What role will the central solenoid magnet in the ITER tokamak perform? US ITER produced an animation that shows the magnet’s critical role for starting and sustaining the ITER plasma.
Two US ITER experts, Nicolai Martovetsky, Magnet Development Project Engineer, and David Rasmussen, Head of Fusion Systems Integration, served as science advisors on the three-minute animation.
“As the animation illustrates, the central solenoid initiates and maintains the required plasma current,” explains Rasmussen. “Initiating and maintaining a large plasma current is what makes a tokamak plasma stable, and thus able to reach the temperatures and densities needed for efficient fusion reactions.”

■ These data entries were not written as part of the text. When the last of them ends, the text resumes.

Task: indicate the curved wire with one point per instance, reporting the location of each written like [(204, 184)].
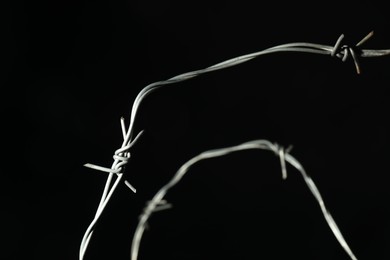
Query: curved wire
[(158, 199), (117, 167)]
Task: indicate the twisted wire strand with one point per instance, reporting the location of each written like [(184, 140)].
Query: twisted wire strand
[(158, 199), (342, 52)]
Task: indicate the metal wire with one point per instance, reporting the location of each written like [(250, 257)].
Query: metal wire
[(122, 155), (155, 203)]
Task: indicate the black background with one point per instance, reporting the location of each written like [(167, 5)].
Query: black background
[(73, 68)]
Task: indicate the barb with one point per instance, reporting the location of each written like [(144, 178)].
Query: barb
[(256, 144), (120, 159), (343, 52)]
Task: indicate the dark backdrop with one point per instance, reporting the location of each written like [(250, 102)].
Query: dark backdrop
[(73, 68)]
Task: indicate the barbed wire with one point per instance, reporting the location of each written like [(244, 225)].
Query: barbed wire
[(122, 155), (158, 203)]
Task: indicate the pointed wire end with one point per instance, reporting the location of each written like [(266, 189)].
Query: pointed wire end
[(284, 175), (368, 36), (131, 187), (89, 165)]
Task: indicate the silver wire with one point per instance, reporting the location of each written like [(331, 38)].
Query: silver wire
[(158, 199), (121, 158)]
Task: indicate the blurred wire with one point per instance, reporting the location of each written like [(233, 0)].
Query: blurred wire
[(121, 156)]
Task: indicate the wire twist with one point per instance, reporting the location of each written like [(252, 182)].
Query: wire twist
[(122, 156), (284, 156), (344, 51)]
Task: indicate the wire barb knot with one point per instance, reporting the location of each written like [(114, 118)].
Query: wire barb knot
[(121, 158), (344, 51)]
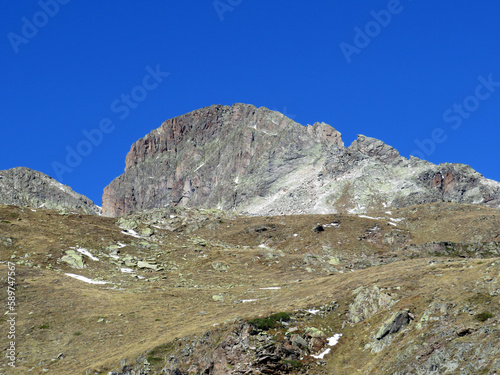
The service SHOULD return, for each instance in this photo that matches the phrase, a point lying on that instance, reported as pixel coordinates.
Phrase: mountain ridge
(259, 162)
(22, 186)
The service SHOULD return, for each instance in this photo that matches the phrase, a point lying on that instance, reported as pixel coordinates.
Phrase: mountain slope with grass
(192, 291)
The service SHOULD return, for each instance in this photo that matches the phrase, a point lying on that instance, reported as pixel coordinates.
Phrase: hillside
(259, 162)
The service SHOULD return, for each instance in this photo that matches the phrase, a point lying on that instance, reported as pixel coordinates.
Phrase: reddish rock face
(214, 157)
(259, 162)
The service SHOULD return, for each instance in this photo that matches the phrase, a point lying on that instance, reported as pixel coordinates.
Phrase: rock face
(26, 187)
(259, 162)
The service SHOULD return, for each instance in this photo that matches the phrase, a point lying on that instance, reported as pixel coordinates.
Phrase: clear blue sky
(400, 71)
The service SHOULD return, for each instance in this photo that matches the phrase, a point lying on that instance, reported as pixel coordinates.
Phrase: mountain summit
(259, 162)
(25, 187)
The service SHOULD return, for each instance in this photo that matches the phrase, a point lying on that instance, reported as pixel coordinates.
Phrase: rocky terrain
(26, 187)
(192, 291)
(240, 242)
(259, 162)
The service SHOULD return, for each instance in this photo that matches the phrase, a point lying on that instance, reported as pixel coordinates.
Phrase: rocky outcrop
(259, 162)
(26, 187)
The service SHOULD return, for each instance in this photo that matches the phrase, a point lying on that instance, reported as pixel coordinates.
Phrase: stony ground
(410, 291)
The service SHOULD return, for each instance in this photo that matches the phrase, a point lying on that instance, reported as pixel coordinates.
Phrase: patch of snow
(85, 279)
(334, 340)
(322, 355)
(87, 253)
(131, 232)
(368, 217)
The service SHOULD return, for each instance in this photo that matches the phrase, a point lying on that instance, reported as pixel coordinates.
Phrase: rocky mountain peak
(259, 162)
(374, 148)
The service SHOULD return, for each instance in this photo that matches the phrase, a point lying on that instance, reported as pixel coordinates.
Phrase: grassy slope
(96, 326)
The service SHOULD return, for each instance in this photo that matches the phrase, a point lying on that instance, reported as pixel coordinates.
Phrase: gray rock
(394, 324)
(142, 264)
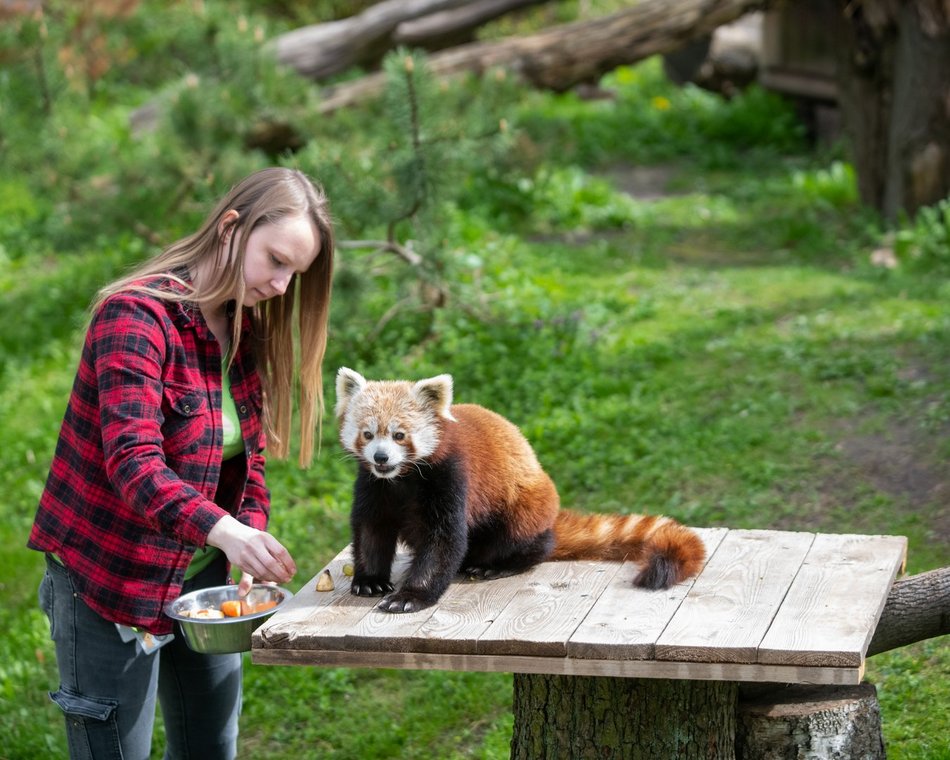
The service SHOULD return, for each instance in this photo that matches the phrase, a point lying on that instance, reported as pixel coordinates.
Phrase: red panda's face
(390, 426)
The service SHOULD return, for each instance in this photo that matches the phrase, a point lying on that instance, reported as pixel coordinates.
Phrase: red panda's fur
(463, 485)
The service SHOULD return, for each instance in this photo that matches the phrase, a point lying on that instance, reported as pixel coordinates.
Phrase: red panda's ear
(348, 384)
(435, 393)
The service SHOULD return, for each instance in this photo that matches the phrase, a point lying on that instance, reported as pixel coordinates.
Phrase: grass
(721, 352)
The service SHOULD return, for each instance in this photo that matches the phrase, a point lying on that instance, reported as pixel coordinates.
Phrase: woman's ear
(226, 225)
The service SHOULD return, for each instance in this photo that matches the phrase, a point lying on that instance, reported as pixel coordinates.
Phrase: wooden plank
(544, 613)
(322, 619)
(568, 666)
(729, 609)
(832, 608)
(292, 626)
(466, 612)
(626, 621)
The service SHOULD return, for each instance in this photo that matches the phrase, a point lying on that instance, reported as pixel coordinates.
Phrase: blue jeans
(108, 687)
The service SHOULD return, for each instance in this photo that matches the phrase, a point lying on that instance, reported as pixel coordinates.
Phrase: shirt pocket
(187, 418)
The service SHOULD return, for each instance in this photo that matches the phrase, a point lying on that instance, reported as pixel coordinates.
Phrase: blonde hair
(264, 197)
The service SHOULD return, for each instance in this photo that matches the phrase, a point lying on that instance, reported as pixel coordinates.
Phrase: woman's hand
(258, 554)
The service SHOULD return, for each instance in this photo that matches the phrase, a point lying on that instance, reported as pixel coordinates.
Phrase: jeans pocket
(45, 595)
(91, 727)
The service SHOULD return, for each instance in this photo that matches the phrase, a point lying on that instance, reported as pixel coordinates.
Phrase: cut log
(809, 723)
(565, 56)
(602, 718)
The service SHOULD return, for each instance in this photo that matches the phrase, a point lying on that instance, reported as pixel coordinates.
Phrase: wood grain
(768, 606)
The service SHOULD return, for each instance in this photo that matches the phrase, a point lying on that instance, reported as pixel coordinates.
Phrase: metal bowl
(224, 635)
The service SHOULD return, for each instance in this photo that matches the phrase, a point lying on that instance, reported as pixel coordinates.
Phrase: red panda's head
(391, 425)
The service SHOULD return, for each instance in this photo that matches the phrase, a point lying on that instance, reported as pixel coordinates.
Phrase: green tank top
(232, 446)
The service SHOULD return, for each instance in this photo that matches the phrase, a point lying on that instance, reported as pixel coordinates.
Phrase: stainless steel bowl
(225, 635)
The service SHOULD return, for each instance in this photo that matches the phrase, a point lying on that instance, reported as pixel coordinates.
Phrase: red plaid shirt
(137, 480)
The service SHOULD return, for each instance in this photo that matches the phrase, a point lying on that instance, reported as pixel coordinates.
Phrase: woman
(157, 483)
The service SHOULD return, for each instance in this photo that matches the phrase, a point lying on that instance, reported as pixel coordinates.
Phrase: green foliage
(716, 349)
(924, 243)
(648, 121)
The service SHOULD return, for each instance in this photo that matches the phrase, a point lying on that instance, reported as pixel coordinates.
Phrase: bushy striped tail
(669, 551)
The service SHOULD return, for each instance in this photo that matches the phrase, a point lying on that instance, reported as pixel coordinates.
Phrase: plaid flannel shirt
(137, 480)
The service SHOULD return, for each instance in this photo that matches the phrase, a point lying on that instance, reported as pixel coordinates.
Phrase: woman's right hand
(253, 551)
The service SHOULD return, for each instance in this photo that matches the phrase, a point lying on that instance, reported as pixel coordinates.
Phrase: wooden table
(769, 606)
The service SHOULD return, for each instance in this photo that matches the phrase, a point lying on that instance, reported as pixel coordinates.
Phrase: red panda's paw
(370, 585)
(405, 601)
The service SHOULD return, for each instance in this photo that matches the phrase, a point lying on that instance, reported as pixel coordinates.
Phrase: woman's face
(275, 253)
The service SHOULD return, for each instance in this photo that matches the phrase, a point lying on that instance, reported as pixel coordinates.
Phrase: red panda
(462, 488)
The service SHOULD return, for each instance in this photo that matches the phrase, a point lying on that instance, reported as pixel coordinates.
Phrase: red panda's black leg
(375, 529)
(494, 554)
(437, 534)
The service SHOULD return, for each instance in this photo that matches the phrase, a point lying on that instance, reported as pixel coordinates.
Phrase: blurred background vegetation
(674, 294)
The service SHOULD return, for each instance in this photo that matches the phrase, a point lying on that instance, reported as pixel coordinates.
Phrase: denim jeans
(108, 687)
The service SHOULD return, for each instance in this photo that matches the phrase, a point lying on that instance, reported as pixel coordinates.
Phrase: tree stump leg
(809, 723)
(578, 717)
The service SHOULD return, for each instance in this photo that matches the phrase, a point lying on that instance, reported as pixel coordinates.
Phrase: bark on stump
(809, 723)
(633, 718)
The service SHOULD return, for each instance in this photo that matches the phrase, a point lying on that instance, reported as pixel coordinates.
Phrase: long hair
(264, 197)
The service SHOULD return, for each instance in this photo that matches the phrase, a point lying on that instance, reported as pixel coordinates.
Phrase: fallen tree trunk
(917, 608)
(456, 26)
(321, 50)
(564, 56)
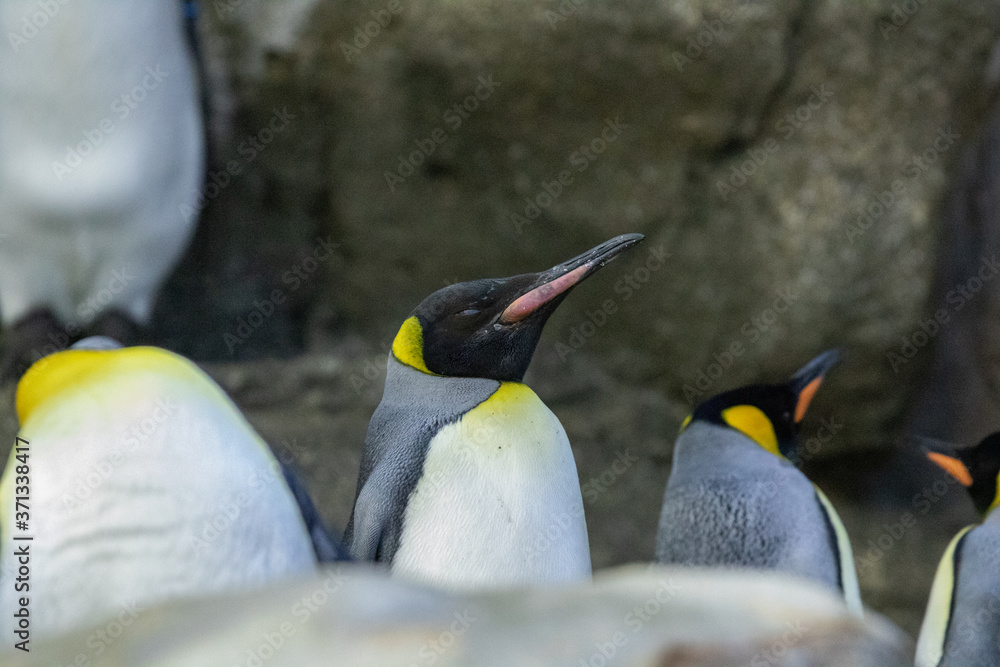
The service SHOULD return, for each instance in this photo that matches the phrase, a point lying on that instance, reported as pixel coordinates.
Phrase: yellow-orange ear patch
(753, 423)
(953, 467)
(805, 397)
(408, 346)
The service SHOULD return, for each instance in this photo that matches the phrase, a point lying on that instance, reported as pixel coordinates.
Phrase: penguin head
(489, 328)
(976, 468)
(768, 414)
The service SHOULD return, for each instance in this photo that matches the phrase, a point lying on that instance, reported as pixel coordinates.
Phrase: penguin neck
(707, 449)
(405, 385)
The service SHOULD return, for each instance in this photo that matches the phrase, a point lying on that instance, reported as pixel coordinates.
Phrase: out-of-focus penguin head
(768, 414)
(489, 328)
(976, 468)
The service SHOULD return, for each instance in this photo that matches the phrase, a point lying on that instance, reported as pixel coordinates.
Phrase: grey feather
(973, 634)
(327, 548)
(414, 407)
(729, 502)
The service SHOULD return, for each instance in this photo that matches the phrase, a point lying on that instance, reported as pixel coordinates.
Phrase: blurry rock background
(788, 161)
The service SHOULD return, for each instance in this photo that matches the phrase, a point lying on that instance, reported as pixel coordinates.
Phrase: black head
(976, 468)
(489, 328)
(768, 414)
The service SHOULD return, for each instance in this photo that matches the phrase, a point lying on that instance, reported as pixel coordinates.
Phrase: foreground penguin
(467, 478)
(101, 164)
(143, 482)
(735, 499)
(962, 622)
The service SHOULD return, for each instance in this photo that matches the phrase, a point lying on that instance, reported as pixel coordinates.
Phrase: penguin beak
(945, 456)
(805, 383)
(558, 280)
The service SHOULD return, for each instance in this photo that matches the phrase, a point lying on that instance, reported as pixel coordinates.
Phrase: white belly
(499, 501)
(101, 153)
(144, 495)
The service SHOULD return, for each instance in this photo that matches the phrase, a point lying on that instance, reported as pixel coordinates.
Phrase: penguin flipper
(934, 629)
(845, 555)
(326, 548)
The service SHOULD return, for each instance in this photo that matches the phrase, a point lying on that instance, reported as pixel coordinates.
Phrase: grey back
(973, 634)
(729, 502)
(414, 407)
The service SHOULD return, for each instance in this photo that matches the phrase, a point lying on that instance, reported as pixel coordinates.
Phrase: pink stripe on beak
(529, 302)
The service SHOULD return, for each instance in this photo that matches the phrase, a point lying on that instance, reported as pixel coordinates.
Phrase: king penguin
(138, 480)
(962, 623)
(101, 165)
(467, 479)
(735, 499)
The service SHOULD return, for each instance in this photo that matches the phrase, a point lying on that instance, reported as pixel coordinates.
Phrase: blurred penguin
(962, 622)
(101, 161)
(145, 483)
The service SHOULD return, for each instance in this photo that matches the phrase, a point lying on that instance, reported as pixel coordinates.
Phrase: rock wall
(786, 160)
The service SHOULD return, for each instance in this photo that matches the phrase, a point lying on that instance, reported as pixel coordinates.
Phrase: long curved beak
(561, 278)
(806, 381)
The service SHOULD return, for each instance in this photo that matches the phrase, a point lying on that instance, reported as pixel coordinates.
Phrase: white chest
(161, 497)
(499, 501)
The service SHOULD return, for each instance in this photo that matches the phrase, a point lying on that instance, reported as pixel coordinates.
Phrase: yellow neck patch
(408, 346)
(63, 371)
(753, 423)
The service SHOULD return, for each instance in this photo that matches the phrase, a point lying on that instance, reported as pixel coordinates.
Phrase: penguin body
(734, 499)
(101, 156)
(146, 483)
(961, 625)
(468, 480)
(764, 515)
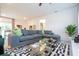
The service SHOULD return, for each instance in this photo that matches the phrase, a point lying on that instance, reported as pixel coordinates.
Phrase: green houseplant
(71, 30)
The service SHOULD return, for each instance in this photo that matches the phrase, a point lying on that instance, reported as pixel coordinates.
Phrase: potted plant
(71, 30)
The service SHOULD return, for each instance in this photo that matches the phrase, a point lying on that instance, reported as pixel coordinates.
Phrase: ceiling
(32, 10)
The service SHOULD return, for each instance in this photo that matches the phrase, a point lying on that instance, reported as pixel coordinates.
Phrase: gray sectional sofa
(31, 36)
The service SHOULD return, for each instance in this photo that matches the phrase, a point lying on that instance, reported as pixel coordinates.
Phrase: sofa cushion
(48, 32)
(24, 32)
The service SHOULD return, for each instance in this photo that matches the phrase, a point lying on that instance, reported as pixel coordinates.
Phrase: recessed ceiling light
(25, 18)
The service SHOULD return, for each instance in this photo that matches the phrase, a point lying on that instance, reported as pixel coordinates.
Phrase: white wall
(58, 21)
(78, 20)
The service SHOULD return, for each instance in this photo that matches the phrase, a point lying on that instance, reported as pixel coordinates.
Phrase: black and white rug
(58, 49)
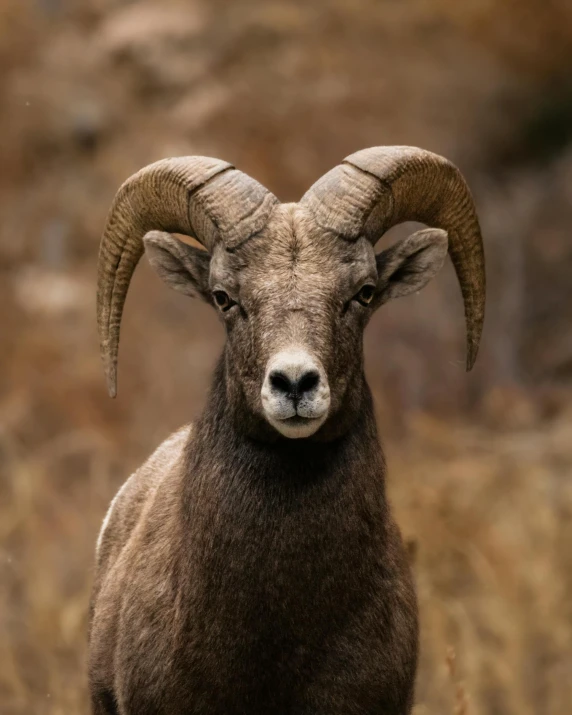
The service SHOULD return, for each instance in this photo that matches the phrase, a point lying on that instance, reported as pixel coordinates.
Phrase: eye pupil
(365, 295)
(222, 299)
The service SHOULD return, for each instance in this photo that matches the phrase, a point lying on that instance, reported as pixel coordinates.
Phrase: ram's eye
(365, 296)
(223, 300)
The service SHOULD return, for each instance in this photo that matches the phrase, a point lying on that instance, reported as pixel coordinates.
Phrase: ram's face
(295, 300)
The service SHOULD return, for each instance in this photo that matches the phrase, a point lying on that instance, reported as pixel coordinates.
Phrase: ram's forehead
(293, 246)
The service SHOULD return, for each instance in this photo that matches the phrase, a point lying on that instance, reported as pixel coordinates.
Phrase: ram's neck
(230, 444)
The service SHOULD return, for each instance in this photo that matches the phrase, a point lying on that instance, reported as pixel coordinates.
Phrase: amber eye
(365, 296)
(223, 300)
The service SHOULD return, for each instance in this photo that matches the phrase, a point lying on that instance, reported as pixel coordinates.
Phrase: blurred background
(480, 464)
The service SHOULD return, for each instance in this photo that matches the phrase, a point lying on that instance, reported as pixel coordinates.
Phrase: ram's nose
(295, 393)
(294, 381)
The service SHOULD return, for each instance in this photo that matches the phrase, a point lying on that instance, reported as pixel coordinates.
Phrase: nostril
(280, 382)
(307, 382)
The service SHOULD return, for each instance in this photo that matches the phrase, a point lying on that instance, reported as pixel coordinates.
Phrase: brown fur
(239, 571)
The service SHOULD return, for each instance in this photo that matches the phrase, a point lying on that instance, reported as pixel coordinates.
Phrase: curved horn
(198, 196)
(375, 189)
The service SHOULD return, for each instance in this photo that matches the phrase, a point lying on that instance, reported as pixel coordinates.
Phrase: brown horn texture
(197, 196)
(375, 189)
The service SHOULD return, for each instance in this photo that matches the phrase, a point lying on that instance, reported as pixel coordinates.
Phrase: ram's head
(295, 284)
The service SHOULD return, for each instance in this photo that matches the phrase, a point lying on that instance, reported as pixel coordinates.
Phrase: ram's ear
(183, 267)
(409, 265)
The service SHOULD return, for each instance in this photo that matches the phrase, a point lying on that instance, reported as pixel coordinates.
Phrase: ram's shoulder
(128, 504)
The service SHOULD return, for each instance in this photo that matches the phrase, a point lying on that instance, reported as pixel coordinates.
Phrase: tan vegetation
(480, 465)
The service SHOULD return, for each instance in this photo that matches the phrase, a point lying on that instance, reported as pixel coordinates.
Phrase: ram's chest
(254, 601)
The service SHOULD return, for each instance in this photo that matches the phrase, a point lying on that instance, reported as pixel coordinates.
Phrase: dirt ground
(480, 465)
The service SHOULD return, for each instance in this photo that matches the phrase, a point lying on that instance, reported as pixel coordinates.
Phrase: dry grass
(488, 514)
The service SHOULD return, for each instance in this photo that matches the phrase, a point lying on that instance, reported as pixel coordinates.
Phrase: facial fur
(295, 299)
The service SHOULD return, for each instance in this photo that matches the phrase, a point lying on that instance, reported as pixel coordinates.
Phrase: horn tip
(111, 379)
(471, 357)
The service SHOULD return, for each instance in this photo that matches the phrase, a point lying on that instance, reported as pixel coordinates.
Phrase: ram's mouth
(297, 427)
(298, 420)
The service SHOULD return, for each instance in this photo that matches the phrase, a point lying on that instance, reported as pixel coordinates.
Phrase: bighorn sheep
(252, 565)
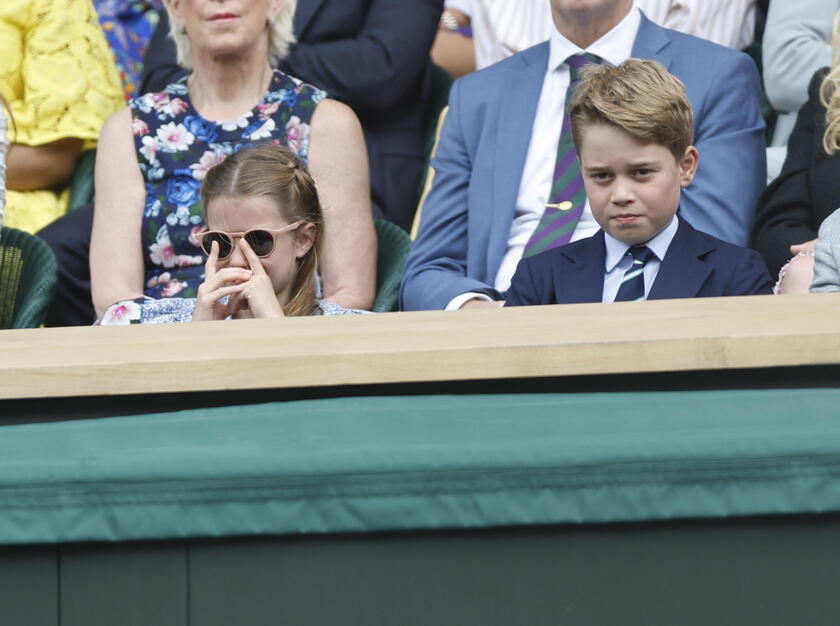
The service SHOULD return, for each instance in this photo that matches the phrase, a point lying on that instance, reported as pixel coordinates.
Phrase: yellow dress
(59, 78)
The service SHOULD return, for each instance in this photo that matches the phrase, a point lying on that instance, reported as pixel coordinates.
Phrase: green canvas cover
(421, 462)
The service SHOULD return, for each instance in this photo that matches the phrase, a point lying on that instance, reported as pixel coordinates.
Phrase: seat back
(81, 187)
(393, 249)
(27, 279)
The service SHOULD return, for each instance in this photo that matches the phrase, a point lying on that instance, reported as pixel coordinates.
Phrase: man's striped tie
(633, 283)
(567, 196)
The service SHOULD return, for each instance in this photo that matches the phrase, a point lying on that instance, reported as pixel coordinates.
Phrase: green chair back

A first-of-its-kind pulsed superconducting magnet, the central solenoid, or “heart of ITER,” will sit at the center of the ITER tokamak as one of three main magnet systems. The solenoid is one of US ITER’s 12 hardware contributions to the international ITER experiment. Two of the magnet’s modules have already been delivered to the ITER site in France.
The animation reveals the invisible forces of electricity and magnetism at work within the tokamak, and how their interaction will enable fusion to occur on a scale designed to demonstrate the feasibility of fusion energy.
As a high-profile, global effort, ITER is a great opportunity to educate about the principles behind fusion energy, Rasmussen said.
“Because of its physical and international scale, and the progress towards fusion energy that it represents, ITER captures the public imagination,” Rasmussen says. “But the physics and technology behind it are not widely understood. This animation helps address that.”